Re: [PATCH v3 11/11] KVM: nVMX: Wake L2 from HLT when nested posted-interrupt pending

Liran Alon <LIRAN.ALON@xxxxxxxxxx> · Wed, 27 Dec 2017 17:15:29 +0200

On 27/12/17 14:55, Paolo Bonzini wrote:
On 27/12/2017 11:51, Liran Alon wrote:
Maybe I misunderstand you, but I don't think this is true.
complete_nested_posted_interrupt() relies on being called at a very
specific call-site: Right before VMEntry and after interrupts are
disabled. It works by issue a self-IPI to cause CPU to actually process
the nested posted-interrupts.

In addition, I don't see how we can utilize the fact that
kvm_cpu_has_interrupt() calls apic_has_interrupt_for_ppr() as
vmx.nested.pi_desc->pir should never be synced into L0 vLAPIC IRR.
In contrast to vmx.pi_desc->pir which does after sync_pir_to_irr().

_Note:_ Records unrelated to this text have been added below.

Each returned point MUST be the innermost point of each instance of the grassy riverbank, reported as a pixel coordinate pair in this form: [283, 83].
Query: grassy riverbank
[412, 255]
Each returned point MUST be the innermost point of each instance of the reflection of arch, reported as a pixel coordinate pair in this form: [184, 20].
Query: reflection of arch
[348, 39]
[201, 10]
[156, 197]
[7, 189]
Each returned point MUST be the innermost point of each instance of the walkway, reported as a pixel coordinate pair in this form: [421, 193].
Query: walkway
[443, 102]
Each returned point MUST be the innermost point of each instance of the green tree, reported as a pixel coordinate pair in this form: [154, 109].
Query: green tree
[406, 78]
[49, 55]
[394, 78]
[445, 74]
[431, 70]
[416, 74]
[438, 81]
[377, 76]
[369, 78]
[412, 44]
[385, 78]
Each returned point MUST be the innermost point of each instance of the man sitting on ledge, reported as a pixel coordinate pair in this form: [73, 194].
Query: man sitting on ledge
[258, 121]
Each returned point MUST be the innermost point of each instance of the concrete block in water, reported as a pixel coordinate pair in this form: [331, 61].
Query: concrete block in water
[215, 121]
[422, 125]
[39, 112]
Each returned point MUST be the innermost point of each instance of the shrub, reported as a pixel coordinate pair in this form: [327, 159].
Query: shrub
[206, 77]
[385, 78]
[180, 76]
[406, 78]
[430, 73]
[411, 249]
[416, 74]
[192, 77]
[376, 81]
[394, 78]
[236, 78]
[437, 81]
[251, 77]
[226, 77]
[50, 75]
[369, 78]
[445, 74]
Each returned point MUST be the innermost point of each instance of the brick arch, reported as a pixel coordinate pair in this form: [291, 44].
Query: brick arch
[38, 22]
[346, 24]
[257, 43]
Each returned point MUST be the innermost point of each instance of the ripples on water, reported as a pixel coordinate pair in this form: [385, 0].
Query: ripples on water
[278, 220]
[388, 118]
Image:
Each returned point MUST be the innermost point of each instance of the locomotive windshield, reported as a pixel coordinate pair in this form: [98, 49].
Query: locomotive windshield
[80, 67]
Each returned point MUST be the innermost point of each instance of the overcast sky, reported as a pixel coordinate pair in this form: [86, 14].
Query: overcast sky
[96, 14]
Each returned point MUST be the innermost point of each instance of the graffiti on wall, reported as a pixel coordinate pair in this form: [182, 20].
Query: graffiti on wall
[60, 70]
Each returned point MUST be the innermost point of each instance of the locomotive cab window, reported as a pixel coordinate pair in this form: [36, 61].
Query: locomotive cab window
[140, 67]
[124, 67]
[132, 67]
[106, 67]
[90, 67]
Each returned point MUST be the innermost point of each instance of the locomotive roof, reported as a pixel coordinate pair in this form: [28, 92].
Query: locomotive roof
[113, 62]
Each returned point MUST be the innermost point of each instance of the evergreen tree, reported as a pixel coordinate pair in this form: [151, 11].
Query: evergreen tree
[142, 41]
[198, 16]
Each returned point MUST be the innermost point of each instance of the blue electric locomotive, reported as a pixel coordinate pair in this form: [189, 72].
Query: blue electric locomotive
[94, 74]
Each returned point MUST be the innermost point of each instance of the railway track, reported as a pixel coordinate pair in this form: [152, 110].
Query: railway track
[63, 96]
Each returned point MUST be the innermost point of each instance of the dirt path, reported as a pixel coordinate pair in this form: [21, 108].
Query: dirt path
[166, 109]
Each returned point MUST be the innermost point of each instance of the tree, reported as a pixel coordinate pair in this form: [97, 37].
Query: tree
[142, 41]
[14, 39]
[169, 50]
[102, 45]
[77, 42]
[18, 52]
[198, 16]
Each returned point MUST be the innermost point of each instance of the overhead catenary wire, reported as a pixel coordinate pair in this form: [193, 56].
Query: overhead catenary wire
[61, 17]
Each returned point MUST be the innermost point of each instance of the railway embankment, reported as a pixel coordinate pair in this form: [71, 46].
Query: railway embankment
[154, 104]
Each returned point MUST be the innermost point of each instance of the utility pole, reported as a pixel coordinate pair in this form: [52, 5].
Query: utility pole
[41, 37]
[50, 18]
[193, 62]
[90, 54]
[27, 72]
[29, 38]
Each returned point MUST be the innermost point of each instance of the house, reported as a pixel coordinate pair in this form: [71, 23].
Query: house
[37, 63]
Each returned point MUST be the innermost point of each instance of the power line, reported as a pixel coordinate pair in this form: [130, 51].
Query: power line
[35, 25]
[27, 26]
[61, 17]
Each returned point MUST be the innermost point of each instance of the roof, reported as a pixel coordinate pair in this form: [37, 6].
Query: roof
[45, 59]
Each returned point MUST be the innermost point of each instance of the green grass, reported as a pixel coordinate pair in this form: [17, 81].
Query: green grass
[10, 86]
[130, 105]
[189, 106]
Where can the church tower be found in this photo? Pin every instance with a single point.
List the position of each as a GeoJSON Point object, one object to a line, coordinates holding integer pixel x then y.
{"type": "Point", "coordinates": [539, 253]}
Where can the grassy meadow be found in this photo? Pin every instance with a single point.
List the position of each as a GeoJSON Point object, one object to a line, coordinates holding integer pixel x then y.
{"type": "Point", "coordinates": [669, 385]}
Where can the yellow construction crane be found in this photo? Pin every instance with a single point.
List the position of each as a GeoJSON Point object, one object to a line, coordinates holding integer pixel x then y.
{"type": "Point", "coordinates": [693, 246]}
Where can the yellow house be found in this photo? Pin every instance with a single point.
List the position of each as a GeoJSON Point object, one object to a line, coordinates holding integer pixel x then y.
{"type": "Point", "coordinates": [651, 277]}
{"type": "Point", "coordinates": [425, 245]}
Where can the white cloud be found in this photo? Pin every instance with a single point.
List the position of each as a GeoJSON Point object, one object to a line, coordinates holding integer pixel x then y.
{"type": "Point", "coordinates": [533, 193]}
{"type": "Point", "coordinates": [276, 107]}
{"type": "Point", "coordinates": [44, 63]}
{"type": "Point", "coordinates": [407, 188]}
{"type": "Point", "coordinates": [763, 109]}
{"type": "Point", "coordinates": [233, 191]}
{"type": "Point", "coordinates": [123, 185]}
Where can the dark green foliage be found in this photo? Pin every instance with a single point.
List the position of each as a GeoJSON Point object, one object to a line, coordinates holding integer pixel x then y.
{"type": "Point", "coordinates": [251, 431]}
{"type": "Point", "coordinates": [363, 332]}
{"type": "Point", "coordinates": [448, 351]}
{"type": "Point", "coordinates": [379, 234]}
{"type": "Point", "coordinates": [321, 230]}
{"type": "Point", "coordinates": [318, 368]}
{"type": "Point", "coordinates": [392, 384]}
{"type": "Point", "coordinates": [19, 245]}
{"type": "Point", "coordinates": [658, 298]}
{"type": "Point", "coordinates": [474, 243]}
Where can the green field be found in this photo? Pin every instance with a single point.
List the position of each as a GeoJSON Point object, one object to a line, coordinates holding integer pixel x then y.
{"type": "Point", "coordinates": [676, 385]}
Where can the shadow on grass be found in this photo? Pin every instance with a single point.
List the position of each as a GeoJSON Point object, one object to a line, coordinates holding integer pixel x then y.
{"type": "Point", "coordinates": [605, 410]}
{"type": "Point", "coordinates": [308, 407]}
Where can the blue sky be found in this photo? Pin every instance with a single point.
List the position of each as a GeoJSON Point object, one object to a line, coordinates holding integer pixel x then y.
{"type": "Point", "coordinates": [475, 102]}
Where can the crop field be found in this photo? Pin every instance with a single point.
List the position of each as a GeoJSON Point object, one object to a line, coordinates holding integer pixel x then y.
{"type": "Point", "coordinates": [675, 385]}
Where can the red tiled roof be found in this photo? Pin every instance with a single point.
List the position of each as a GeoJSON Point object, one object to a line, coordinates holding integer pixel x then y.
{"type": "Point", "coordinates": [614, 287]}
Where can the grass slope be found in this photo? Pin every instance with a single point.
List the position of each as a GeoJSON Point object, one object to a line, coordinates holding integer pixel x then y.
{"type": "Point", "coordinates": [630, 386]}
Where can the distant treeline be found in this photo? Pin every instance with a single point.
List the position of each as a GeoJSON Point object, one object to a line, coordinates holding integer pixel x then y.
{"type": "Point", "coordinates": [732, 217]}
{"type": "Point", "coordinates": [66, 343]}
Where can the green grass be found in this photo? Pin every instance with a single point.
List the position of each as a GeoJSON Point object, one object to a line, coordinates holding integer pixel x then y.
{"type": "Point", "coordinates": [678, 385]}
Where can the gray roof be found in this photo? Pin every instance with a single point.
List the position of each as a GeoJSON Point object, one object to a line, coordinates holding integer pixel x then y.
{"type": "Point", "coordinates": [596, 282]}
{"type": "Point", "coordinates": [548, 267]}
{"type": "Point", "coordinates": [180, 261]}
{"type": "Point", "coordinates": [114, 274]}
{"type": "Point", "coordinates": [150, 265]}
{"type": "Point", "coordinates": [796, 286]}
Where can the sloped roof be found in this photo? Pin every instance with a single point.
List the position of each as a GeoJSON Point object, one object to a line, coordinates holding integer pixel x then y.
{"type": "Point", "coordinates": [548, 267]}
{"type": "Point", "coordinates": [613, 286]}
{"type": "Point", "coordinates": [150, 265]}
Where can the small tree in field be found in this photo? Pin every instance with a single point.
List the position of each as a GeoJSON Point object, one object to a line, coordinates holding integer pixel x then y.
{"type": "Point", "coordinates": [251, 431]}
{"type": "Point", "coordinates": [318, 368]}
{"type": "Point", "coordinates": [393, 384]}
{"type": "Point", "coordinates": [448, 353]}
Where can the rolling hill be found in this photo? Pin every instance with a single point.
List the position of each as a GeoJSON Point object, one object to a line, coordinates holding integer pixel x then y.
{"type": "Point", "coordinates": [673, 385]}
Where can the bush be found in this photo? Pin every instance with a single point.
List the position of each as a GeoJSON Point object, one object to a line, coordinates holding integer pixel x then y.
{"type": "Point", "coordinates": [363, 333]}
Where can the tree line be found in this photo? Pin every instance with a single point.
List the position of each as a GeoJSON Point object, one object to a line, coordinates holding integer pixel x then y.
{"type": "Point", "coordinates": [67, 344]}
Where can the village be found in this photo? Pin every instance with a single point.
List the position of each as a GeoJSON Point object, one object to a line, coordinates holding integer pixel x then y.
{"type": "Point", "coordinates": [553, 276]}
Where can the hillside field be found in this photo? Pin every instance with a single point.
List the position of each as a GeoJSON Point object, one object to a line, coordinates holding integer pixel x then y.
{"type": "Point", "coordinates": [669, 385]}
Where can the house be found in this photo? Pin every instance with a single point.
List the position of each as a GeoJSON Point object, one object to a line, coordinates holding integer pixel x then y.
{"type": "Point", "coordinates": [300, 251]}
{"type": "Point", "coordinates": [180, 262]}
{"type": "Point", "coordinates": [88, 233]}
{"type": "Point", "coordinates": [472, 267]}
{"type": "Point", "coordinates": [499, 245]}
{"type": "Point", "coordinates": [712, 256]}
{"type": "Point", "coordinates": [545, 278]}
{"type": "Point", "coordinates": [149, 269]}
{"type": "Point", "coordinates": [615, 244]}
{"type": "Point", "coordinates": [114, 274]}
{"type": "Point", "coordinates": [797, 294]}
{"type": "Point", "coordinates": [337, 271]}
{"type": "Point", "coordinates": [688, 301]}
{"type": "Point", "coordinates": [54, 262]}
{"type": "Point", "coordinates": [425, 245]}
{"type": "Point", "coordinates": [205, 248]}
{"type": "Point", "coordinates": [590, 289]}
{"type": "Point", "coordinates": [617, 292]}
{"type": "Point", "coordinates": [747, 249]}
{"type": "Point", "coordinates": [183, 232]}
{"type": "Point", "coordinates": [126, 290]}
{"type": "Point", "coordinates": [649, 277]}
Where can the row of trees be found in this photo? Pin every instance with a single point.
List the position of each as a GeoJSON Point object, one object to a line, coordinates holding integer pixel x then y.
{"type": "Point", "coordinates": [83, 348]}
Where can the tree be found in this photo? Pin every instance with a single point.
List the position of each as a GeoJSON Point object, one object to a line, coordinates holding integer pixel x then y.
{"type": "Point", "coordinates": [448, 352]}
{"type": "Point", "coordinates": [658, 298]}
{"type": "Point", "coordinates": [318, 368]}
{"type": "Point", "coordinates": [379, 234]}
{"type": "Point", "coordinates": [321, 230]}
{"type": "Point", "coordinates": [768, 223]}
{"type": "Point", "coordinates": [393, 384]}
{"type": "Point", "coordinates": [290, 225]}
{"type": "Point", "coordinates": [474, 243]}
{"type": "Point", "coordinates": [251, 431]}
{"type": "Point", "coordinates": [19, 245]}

You're right, the callbacks must stay.  What confused me is the
reference to pi_test_on in vmx_cpu_has_nested_posted_interrupt.  While
your patches are an improvement, there is still some confusion on what
leads to injecting a nested posted interrupt, and on the split between
"deliver" and "complete":

- checking pi_test_on should only be done when consuming the L2 PI
descriptor (which in your case is done by the processor via the
self-IPI).  So you don't need to test it before sending the self-IPI.

I agree we could have not check it. It is done as an optimization to 
avoid sending a self-IPI when it won't do anything because the 
vmx.nested->pi_desc.control ON bit is off.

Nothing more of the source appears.